I’m fucking Lily like it’s the last time I’m ever going to have sex. That’s kind of how it feels. I almost thought about going bareback. Okay, not almost. I totally thought about going bareback with her, but then I’d have to explain about blood tests and how I never go bareback with anyone, ever—not even in high school when guys made notoriously bad decisions by saying things like they couldn’t feel anything with a condom.

That’s a load of shit. Guys can feel fine through latex. Does it mute the sensation a bit? Yeah, sure. But that’s not a bad thing considering how fast I’d blow if I wasn’t wearing one. At least when Lily’s involved.

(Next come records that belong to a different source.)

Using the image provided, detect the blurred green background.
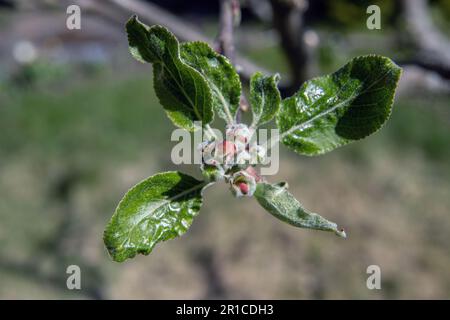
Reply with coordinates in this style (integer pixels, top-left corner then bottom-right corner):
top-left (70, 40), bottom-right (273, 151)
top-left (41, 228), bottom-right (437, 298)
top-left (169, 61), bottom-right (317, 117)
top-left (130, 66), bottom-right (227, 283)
top-left (0, 0), bottom-right (450, 299)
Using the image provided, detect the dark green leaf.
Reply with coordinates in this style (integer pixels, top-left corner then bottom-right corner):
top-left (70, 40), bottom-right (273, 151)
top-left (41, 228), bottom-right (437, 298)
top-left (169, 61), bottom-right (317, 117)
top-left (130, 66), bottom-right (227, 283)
top-left (104, 171), bottom-right (206, 262)
top-left (180, 42), bottom-right (241, 123)
top-left (277, 55), bottom-right (401, 155)
top-left (250, 72), bottom-right (281, 128)
top-left (254, 183), bottom-right (346, 238)
top-left (126, 16), bottom-right (213, 131)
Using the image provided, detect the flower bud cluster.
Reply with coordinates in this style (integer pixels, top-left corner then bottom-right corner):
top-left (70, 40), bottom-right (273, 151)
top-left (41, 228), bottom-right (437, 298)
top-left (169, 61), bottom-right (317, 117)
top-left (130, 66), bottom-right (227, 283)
top-left (199, 123), bottom-right (266, 197)
top-left (200, 123), bottom-right (266, 171)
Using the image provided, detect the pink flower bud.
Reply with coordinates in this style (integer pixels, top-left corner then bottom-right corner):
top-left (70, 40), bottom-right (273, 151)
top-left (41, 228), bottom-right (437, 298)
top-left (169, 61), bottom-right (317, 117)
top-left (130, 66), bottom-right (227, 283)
top-left (238, 182), bottom-right (248, 194)
top-left (217, 140), bottom-right (236, 155)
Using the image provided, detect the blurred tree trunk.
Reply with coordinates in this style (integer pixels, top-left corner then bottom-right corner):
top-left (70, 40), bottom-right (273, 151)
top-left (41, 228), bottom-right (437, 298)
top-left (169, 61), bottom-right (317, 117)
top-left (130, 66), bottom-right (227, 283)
top-left (270, 0), bottom-right (309, 95)
top-left (397, 0), bottom-right (450, 79)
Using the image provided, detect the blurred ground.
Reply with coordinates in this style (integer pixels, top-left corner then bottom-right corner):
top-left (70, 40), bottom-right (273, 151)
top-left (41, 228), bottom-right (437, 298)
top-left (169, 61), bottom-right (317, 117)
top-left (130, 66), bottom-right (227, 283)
top-left (0, 0), bottom-right (450, 299)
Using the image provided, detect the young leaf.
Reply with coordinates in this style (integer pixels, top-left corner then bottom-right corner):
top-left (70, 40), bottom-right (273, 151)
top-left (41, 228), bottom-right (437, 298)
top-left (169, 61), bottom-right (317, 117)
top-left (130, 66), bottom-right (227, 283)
top-left (254, 182), bottom-right (346, 238)
top-left (277, 55), bottom-right (401, 155)
top-left (250, 72), bottom-right (281, 128)
top-left (126, 16), bottom-right (213, 131)
top-left (103, 171), bottom-right (206, 262)
top-left (180, 41), bottom-right (241, 123)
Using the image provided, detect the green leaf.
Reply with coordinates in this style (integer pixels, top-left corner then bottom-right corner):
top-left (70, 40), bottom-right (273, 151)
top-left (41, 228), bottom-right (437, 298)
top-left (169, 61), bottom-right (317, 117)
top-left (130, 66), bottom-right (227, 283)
top-left (277, 55), bottom-right (401, 155)
top-left (180, 41), bottom-right (241, 123)
top-left (103, 171), bottom-right (206, 262)
top-left (126, 16), bottom-right (213, 131)
top-left (250, 72), bottom-right (281, 128)
top-left (254, 183), bottom-right (346, 238)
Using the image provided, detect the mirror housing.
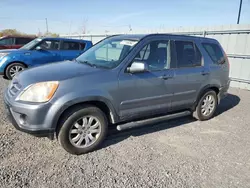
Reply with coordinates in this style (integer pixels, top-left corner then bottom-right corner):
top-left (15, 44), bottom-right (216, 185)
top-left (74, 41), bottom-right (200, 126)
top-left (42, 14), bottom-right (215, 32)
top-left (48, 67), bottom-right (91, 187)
top-left (35, 46), bottom-right (42, 51)
top-left (127, 61), bottom-right (148, 73)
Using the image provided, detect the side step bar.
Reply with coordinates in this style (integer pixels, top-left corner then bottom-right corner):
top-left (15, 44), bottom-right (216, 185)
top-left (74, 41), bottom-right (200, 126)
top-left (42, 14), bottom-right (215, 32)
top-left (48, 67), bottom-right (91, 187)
top-left (116, 111), bottom-right (191, 131)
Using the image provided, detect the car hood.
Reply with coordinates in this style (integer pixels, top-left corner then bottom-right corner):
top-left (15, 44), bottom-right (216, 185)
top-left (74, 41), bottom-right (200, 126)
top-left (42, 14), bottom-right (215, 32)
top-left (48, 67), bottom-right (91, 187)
top-left (0, 49), bottom-right (30, 53)
top-left (16, 61), bottom-right (102, 84)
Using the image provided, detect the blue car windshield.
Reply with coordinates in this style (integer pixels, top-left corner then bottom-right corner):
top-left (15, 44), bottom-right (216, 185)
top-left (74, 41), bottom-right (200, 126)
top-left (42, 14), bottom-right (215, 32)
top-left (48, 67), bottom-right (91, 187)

I don’t know what it is about her. I don’t know why I’m so hung up, but I do know there’s still a whole storm of conflict going on inside me over that stupid girl at the bar. I almost told Lily before I got inside her, which probably would have screwed things up—screwed the screwing. I stop worrying about things that didn’t happen and focus on the feel of Lily around me.

She’s moaning my name and clawing at my back and shoulders. She’s about to come. The wave of goosebumps and her increase in volume tell me that. I reach between us and pinch her clit. Lily throws her head back and cries out. If I had a free hand I’d skim the long, smooth line of her throat. But I’m keeping her from falling backward on the bed right now. I want her close.